Dairy Product Intake and Risk of Type 2 Diabetes in EPIC-InterAct: A Mendelian Randomization Study
Publication: Diabetes Care
Vissers LET, Sluijs I, van der Schouw YT, Forouhi NG, Imamura F, Burgess S, et al.
6 February 2019
Eating healthily on a daily basis is a major step to prevent development of type 2 diabetes. Higher intake of dairy products has been associated with a lower risk of diabetes in a meta-analysis of observational studies.

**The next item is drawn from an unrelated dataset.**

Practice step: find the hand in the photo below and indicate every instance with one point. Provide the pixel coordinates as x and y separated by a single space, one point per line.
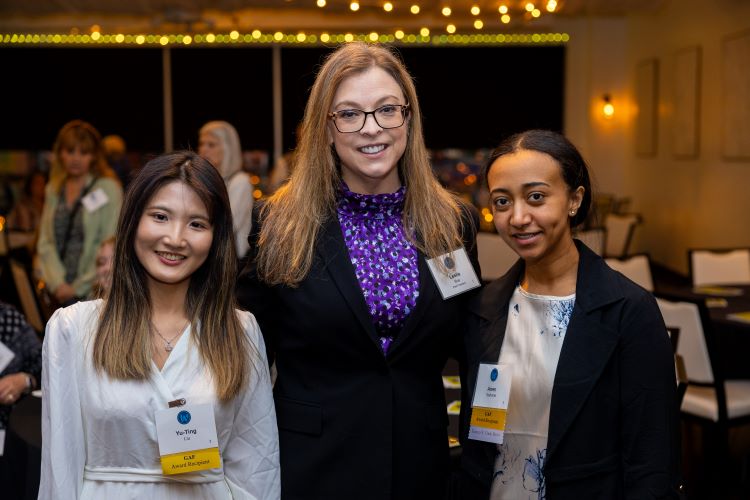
64 293
12 387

Yogurt and cheese intake particularly were associated with lower diabetes risk, whereas milk intake was not, with substantial heterogeneity for most dairy products.
However, potential confounding and reverse causation cannot be excluded. Owing to these limitations, the causal role of dairy products in diabetes prevention remains debatable.
The relationship between dairy products and risk of diabetes could be investigated by applying a Mendelian randomization (MR) approach, using genetic variability in the MCM6 gene associated with lactase persistence (LP) in adults as an instrumental variable (IV).
Lactase is necessary to break down the sugars that are found in dairy products, i.e., lactose. Single nucleotide polymorphisms (SNPs) in the MCM6 region have been associated with LP (6). rs4988235 (LCT-12910C>T) has been associated with LP in European populations and has been associated with a higher intake of milk in European cohorts, albeit not in all.
Previous MR studies reported no association between LP-associated milk intake and diabetes. However, variation in the MCM6 gene is likely to lead to population stratification, which would introduce bias to an MR analysis, and previous MR studies did not sufficiently adjust for population substructure. Also, previous studies did not investigate whether rs4988235 was specifically associated with dairy product intake after adjusting for population substructure.
We therefore investigated whether rs4988235 associated with intake of dairy products and other foods in a pan-European study in eight countries with different dietary habits. We adjusted for genetic principal components (PCs) and study center to adjust for population substructure (16). Next, we used rs4988235 in an IV analysis to investigate whether there is a causal relationship between the LP-associated exposure and risk of diabetes.